A arapuca dos planos de saúde, a “retrógrada” posição do CFM contra a importação de médicos e os números de um sistema de saúde feito para enriquecer do lado de lá à custa dos que morrem do lado de cá

MÁRCIA DENSER
Assim como o dinheiro, a especialidade e a necessidade não têm pátria.

Por essa razão, não fosse o fato de eu ter passado os primeiros seis meses deste ano acometida pela extrema necessidade de cuidar duma pessoa doente extremamente próxima e amada – minha única irmã, quase da mesma idade, derradeira parente viva duma família nuclear já extinta – donde a necessidade, repito, de ter de tratar dos direitos da paciente junto ao plano de saúde, para o qual contribuíra com R$ 600 por mês, durante cerca de 25 anos, como professora doutora duma das universidades mais prestigiadas do estado, isto é, do Brasil.

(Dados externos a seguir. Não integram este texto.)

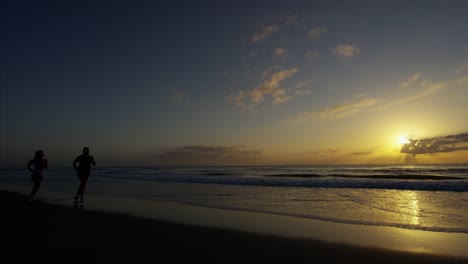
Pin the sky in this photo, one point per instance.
(167, 83)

Porque é atrás de direitos que é preciso correr atrás (eu sei que essa frase é absurda mas é precisamente DISTO que se trata). Porque se você bobeia – no sentido de “deixar as coisas correrem normalmente, certo de que, ao fim e ao cabo, seus direitos serão reconhecidos” – esqueça: você está fodido! Pois somente quando você realmente PRECISA usar o plano de saúde – qualquer plano – é que fica sabendo o que ele NÃO COBRE – malgrado o preço, as condições, o tempo de contribuição, o caralho.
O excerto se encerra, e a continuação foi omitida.